Less than two months now till school lets out, and local families are continuing to plan their kids’ schedules for summer. One brand-new option: Local synagogue Kol HaNeshamah is offering its first-ever day camp. We decided to take a closer look:
By Keri DeTore
Reporting for West Seattle Blog
Synagogue Kol HaNeshamah, housed at Alki Congregational United Church of Christ, will be hosting Camp Kol — a two-week summer day camp for kids this August.
Tammy Kaiser, director of Education and Administration for Kol HaNeshamah, describes it this way: “We will concentrate on Tikkun Olam, which translates into ‘repair of the world,’ as well as Tzedakah which is ‘righteousness or social justice’ and usually takes the form of charity. Part of this will be teaching environmental conscientiousness, and West Seattle is a wonderful learning lab with its beaches and tidal pools.”
The camp’s activities will be a mixture of day-camp pastimes such as games, cooking, arts and crafts and outdoor exploration with an emphasis on Jewish values and teaching kids to help “repair the world.” Their theme is “Reduce, Reuse, Recycle, Reinvent,” and they plan to use only fully compostable materials for all of their activities and meals.
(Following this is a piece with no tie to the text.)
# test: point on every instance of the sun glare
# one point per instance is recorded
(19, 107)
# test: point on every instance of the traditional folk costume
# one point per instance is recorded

Rather than buying new materials for crafts, they’ll repurpose materials already on hand such as old silverware for making wind chimes. Additionally, they’ll be planting a garden on the grounds of the church, to be maintained by the Synagogue members.
The camp is open to all children preschool through age twelve. Tammy Kaiser adds: “You don’t need to be Jewish or a member of the Synagogue. We won’t be concentrating as much on faith as on what it is to be a good Jew — which is what it is to be a good human being and how we help each other.” Tammy continues: “It’s not meant to be religious, but we will have blessings of the food in Hebrew and English and we will prepare for Shabbat.” Saturday is the Jewish day of rest — or Shabbat — and the camp’s Friday activities will include preparations such as baking Challah and making “stone soup” — a vegetable soup made with ingredients brought in by the group.
Some activities will take place in collaboration with the existing day camp hosted by the Alki Congregational United Church, and the activities list will be posted so that parents can join in.
The creation of this camp is a result of community input and the economy. Most Jewish camps are structured for overnight stays and tend to be more expensive, plus there are none in West Seattle. Camp Kol provides a local, less expensive option, along with an environment that provides a Jewish experience. Also, adds Tammy: “It’s just a cool camp!” Before- and after-care will also be provided by the church for $10/hour.
Syangogue parent Amy Hilzman-Paquette explains why this camp is important to her family: “First, it provides an ongoing informal Jewish education experience that synagogue cannot offer. Second, it allows for true peer-peer learning and an opportunity for older campers to pass on tradition (which, of course, is the heart and soul of Judaism.) However … camp is only one piece of a very juicy pie. K’hila (community) and Torah (learning) ongoing and throughout a child’s life is crucial. (T)hat beginning opportunity of sitting around a camp fire and singing songs and setting marshmallows on fire and getting eaten by mosquitoes, those are moments you hope every kid will experience.”
With Camp Kol, Tammy hopes to “create a culture of kind, caring individuals — at least for two weeks!” She adds: “We hope to see a difference in the children—they’ll have an appreciation of their families, themselves and the world around them.”